New Census Project Collects Data on Open Source Projects, Bolsters Security

by Ostatic Staff - Jul. 10, 2015

The Linux Foundation Core Infrastructure Initiative (CII), backed by companies like Google, Facebook, Salesforce, HP, and others, has announced a new Census Project that automates the collection and analysis of data on different open source projects, ultimately creating a risk score for each project based on the results. It's not the first approach to auditing open source usage, but has many unique aspects.

One of the goals is the help the tech industry find an efficient barometer for assessing software from a security point of view. Here are more details.

The Census  Project, developed by David Wheeler and Samir Khakimov of the Institute for Defense Analyses (IDA), is live now and was co-funded by CII  to automate analysis on a large number of open source projects to come up with a quick way to prioritize which projects to look at more closely. The Census Project calculates a "risk score" based on a number of metrics about the project, some of which are relatively static (language, website, network access) and some of which change over time (contributor count and popularity). 

According to an announcement post:

"The Heartbleed vulnerability in the open source software (OSS) program OpenSSL had widespread impact and serious ramifications. It led to the formation of the multi-million dollar Core Infrastructure Initiative backed by The Linux Foundation and industry leaders like Amazon Web Services, Facebook, Google, IBM, Microsoft."

"The Census Project expands on the CII’s efforts to collaboratively identify and fund critical open source projects in need of assistance. It automates the collection and analysis of data on different open source projects, ultimately creating a risk score for each project based on the results. Projects with a higher ranking are especially in need of reinforcements and funding; and, as a result, CII will consider such projects priority candidates for funding. A high score means that the project may not be getting the attention that it deserves and that it merits further investigation."

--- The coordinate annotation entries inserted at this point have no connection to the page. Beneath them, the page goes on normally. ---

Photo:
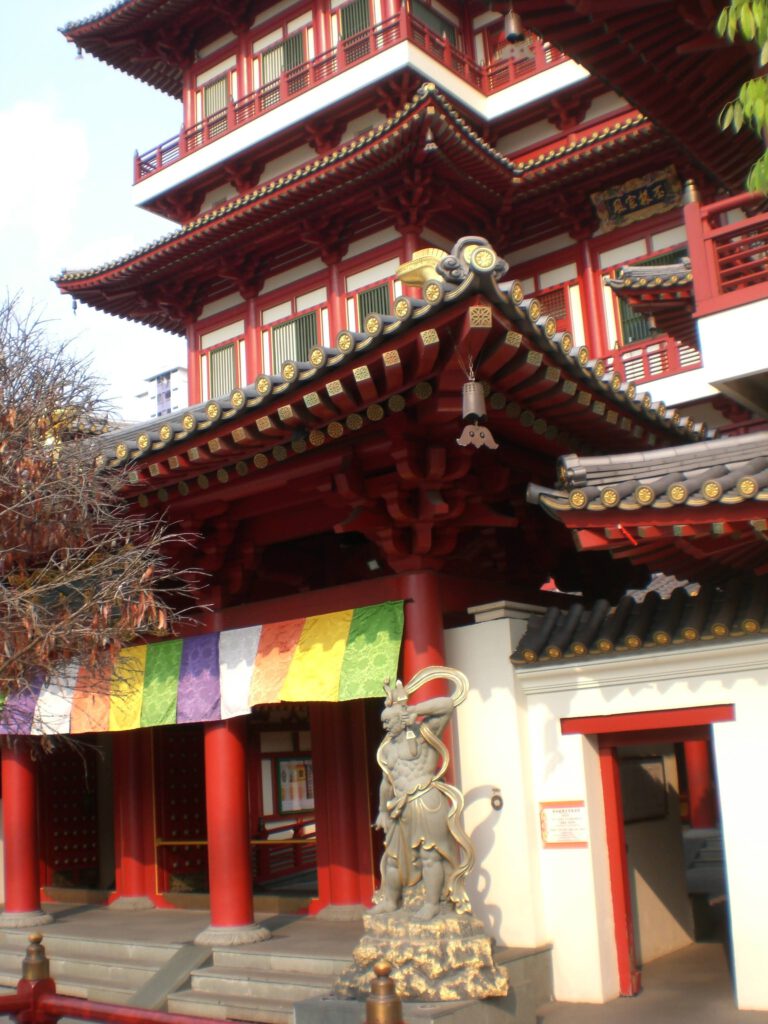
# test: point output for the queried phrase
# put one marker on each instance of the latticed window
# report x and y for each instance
(294, 340)
(284, 56)
(373, 300)
(354, 17)
(222, 370)
(440, 26)
(215, 95)
(637, 326)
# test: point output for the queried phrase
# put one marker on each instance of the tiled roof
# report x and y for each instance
(640, 278)
(725, 470)
(652, 55)
(302, 393)
(282, 197)
(737, 608)
(111, 36)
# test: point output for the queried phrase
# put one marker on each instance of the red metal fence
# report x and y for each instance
(728, 248)
(652, 358)
(347, 53)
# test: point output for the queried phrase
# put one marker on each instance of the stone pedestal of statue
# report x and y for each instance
(446, 958)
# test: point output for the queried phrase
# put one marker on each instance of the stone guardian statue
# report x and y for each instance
(419, 812)
(422, 923)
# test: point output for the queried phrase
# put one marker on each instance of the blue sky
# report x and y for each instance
(70, 128)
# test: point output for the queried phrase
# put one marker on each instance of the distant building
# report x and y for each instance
(331, 156)
(167, 393)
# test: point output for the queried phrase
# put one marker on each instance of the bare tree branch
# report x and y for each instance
(81, 572)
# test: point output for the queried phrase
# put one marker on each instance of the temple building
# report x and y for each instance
(393, 226)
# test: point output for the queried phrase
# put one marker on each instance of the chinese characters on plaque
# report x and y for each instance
(296, 791)
(563, 823)
(638, 199)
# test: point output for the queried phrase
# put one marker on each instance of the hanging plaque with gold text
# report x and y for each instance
(638, 199)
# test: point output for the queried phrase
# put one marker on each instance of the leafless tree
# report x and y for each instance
(82, 572)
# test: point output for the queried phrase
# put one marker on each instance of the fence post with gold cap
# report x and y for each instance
(36, 981)
(383, 1006)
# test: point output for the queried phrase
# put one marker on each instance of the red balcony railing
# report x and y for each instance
(729, 260)
(652, 358)
(347, 53)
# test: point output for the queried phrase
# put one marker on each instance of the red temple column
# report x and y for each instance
(193, 364)
(423, 643)
(700, 783)
(22, 868)
(130, 843)
(321, 23)
(342, 813)
(230, 882)
(337, 315)
(589, 278)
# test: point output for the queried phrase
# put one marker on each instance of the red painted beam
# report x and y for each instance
(677, 718)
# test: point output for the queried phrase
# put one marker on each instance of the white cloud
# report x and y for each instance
(42, 177)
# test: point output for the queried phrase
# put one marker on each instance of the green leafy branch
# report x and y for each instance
(749, 19)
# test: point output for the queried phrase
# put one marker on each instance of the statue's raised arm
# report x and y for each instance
(422, 923)
(425, 845)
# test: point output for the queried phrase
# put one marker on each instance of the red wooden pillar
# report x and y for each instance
(322, 26)
(589, 278)
(336, 308)
(22, 867)
(624, 929)
(423, 642)
(133, 888)
(193, 364)
(342, 812)
(700, 783)
(229, 877)
(254, 364)
(411, 244)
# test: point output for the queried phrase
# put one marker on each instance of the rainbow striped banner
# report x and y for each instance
(338, 656)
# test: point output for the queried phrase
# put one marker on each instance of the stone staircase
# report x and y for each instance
(102, 970)
(255, 985)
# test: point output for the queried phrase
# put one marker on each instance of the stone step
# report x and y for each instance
(258, 985)
(105, 949)
(237, 1008)
(126, 974)
(81, 988)
(267, 960)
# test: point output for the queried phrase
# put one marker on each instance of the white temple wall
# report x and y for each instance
(489, 740)
(577, 899)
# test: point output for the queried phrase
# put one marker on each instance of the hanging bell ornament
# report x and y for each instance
(473, 410)
(473, 400)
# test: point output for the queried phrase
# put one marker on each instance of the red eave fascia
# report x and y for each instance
(287, 189)
(677, 515)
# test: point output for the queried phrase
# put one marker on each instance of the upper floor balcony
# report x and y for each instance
(355, 61)
(727, 245)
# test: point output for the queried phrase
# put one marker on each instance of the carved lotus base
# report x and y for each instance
(446, 958)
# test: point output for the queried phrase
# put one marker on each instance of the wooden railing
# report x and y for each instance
(652, 358)
(347, 53)
(729, 260)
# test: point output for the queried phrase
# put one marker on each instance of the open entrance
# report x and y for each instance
(665, 846)
(282, 821)
(77, 837)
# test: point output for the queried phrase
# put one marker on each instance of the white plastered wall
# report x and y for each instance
(491, 753)
(577, 902)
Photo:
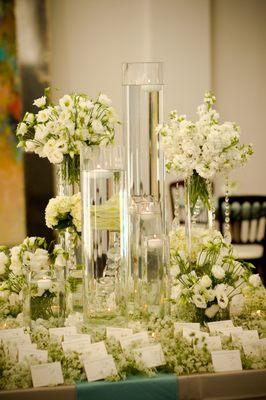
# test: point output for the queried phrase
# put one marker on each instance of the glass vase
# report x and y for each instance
(104, 232)
(44, 296)
(68, 185)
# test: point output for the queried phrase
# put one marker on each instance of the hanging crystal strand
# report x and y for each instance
(176, 220)
(227, 231)
(211, 209)
(188, 216)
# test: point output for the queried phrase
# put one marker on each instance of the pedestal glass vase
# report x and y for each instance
(104, 231)
(68, 185)
(44, 296)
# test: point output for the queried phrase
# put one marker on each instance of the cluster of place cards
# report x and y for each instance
(223, 360)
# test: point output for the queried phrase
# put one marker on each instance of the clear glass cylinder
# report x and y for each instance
(143, 111)
(104, 231)
(44, 296)
(70, 242)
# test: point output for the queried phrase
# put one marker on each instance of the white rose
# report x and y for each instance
(199, 300)
(22, 129)
(3, 262)
(66, 102)
(255, 280)
(218, 272)
(40, 102)
(205, 281)
(103, 99)
(212, 311)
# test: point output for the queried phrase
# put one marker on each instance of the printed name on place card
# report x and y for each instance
(226, 360)
(151, 356)
(49, 374)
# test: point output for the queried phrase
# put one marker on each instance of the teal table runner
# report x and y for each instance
(161, 387)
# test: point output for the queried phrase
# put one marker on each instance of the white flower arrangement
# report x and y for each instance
(58, 131)
(212, 276)
(205, 147)
(64, 212)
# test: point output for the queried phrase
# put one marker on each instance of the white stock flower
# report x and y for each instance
(3, 262)
(255, 280)
(66, 102)
(218, 272)
(212, 310)
(40, 102)
(205, 281)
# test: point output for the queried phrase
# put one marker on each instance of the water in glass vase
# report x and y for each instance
(104, 240)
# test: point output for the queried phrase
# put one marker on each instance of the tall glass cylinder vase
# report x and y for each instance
(68, 185)
(104, 232)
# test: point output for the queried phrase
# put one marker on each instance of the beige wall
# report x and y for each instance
(239, 79)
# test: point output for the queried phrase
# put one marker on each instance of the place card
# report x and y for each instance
(226, 360)
(191, 334)
(251, 348)
(99, 369)
(151, 356)
(95, 351)
(213, 343)
(81, 346)
(49, 374)
(32, 355)
(178, 326)
(216, 326)
(138, 339)
(58, 333)
(118, 333)
(75, 336)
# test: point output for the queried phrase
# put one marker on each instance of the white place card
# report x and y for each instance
(192, 334)
(81, 346)
(95, 351)
(99, 369)
(152, 356)
(226, 360)
(49, 374)
(138, 339)
(213, 343)
(75, 336)
(251, 348)
(178, 326)
(118, 333)
(58, 333)
(32, 355)
(216, 326)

“Measuring software security is an ongoing struggle that’s notoriously difficult given missing or messy data,” said Jim Zemlin, Executive Director at The Linux Foundation. “There’s no perfect set of metrics to guarantee that software is secure or not. The Census Project brings the power of the open source collaboration to help fill this massive gap, which will provide a useful barometer for assessing software from a security point of view.  We look forward to feedback on the effort in order to improve the census itself and subsequently the software that we all depend on for our privacy and security.”

Full source and data for the project are available on GitHub, and developers and security experts are invited to participate in The Census Project. That includes experimenting with different metrics, providing corrected data, proposing new projects to include in the evaluation, and suggesting alternative formulas for combining the data. Anyone can issue a pull request with suggested changes from the most successful alternatives.

Supporting software for capturing data, sourced from the Black Duck Open HUB (formerly Ohloh), a free online community and public directory of free and open source software (FOSS), is written in Python by Samir Khakimov of IDA. The code is released under the open source MIT license. Black Duck, of course, is well-known for its history of open source audits and metric tracking.